Non ho ascoltato nulla di straordinariamente nuovo nella relazione di David Putnam ieri nel corso della prima giornata del Festival dell'Economia. Sarà che da Putnam mi aspettavo molto, sarà forse che se sei nato in Alto Adige, dove sei costretto a dichiararti per forza appartenente ad un gruppo linguistico (pena la perdita di diritti concretissimi), il tema dell'identità lo conosci come le sue tasche.
Forse, però, quello che ha detto l'accademico di Harvard - che l'identità è un costrutto sociale, che cambia nel tempo, che va decostruita (o che si decostruisce da sé - per effetto, tra l'altro, delle migrazioni e dei matrimoni misti - non si è ben capito...)- per molte persone rappresenta una novità. Certo, Langer queste cose le diceva in maniera forte, chiara e scomoda 20 e più anni fa (c'era la guerra nella ex-Jugoslavia, la guerra delle identità fratricide): non viene ricordato come uno degli intelletuali più influenti del suo tempo, non è diventato consigliere di Clinton e Obama, gli impedirono persino di candidarsi a sindaco di Bolzano (perchè appunto non si era dichiarato appartenente ad uno dei tre gruppi in cui l'apartheid altoatesino ha diviso la popolazione della provincia).
L'anno scorso ad un incontro "minore" del Festival, quello con Remotti, un antropologo italiano, si erano sentite parole più forti, contro il Moloch dell'identità ; lì però il punto di partenza non erano gli Usa di "Gran Torino" ma il Ruanda del 1994...
Poi, la struttura stessa della relazione di Putnam mi ha lasciato perplesso. Nella prima parte si è detto che in verità nelle società multietniche il capitale sociale è più basso; la gente è diffidente, c'è "l'effetto tartaruga", la creazione di reti amicali è più difficile. Questa l'evidenza empirica delle ricerche condotte negli Usa. Nella seconda parte della relazione, però, Putnam ha detto che le migrazioni (e più in generale il lento scorrere del tempo) comunque cambiano le identità, spostano le soglie e i confini che definiscono i gruppi, e che in definitiva il pluralismo etnico e culturale produce ricchezza e creatività. Il nesso logico fra la prima parte e la seconda era invero un po' labile.

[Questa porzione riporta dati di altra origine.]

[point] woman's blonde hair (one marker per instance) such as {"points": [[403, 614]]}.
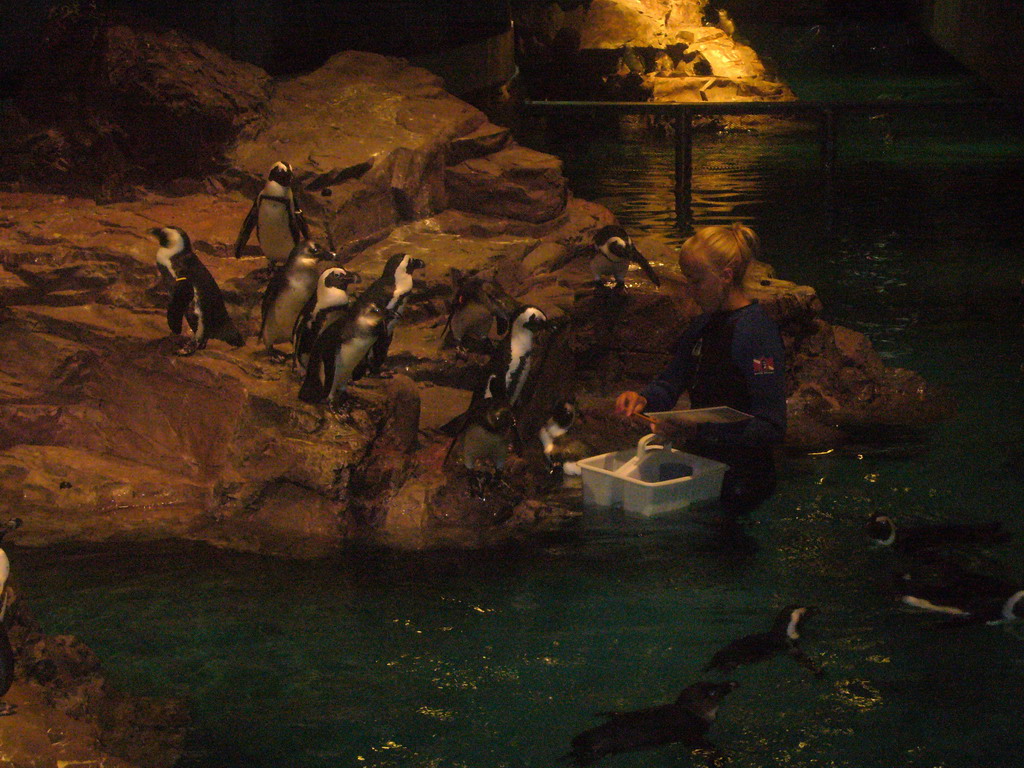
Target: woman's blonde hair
{"points": [[725, 246]]}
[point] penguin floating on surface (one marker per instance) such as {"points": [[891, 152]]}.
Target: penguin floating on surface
{"points": [[561, 451], [321, 309], [783, 637], [275, 216], [389, 292], [614, 254], [338, 355], [476, 306], [918, 539], [686, 721], [195, 295], [287, 293], [6, 652], [966, 596]]}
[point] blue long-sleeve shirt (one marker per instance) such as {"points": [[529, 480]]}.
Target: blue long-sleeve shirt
{"points": [[733, 358]]}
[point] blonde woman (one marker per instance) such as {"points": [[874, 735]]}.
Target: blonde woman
{"points": [[732, 355]]}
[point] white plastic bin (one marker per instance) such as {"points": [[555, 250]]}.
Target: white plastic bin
{"points": [[651, 480]]}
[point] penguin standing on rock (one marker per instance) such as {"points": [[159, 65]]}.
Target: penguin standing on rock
{"points": [[781, 638], [686, 721], [289, 290], [339, 353], [195, 294], [911, 540], [323, 307], [275, 216], [6, 652], [476, 305], [614, 254], [389, 292]]}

Mi ha anche lasciato freddo l'affermazione secondo la quale, nelle società dove il capitale sociale è più alto, "le persone trovano lavoro in virtù di chi conoscono piuttosto che di cosa conoscono"; tutto vero, ovviamente, però sembrerebbe una fotografia della vituperata Italia dei raccomandati e dei bamboccioni. Solo che Putnam poi ricorda che delle esternalità positive delle reti amicali beneficiano tutti, anche coloro che ne stanno fuori, anche quelli che non partecipano ai barbeque. Vabbé, lui è americano, ha in mente un'altra realtà, quella delle confraternite, dei club, delle lobbies, dell'associazionismo diffuso che tanto impressionò Tocqueville (anche se oggi pare sia in calo).
In ogni modo, tutto fa brodo contro al razzismo. Quindi forse non è il caso di sottilizzare come se si fosse in un'aula universitaria. Dopotutto, questi festival sono eventi popolari. Dire che integrazione non significa omologazione significa dire una cosa importante nei confronti di chi (come quella lettrice che scrive oggi su "L'Adige") ritiene che gli immigrati debbano abbandonare le loro culture di riferimento per diventare compiutamente italiani. "L'identità non è data da Dio, è una costruzione sociale, come il linguaggio che adoperiamo per definire le cose, si può essere americani, buoni americani, pur mantendendo le proprie tradizioni italiane, irlandesi ecc. Anzi, queste stesse tradizioni sono 'americane'." Langer avrebbe detto forse qualcosa di più; avrebbe detto che per unire gruppi diversi sono necessari dei "traditori", che però non si limitano a passare dall'altra parte, che conservano un'appartenenza. Ragionamento molto sofisticato.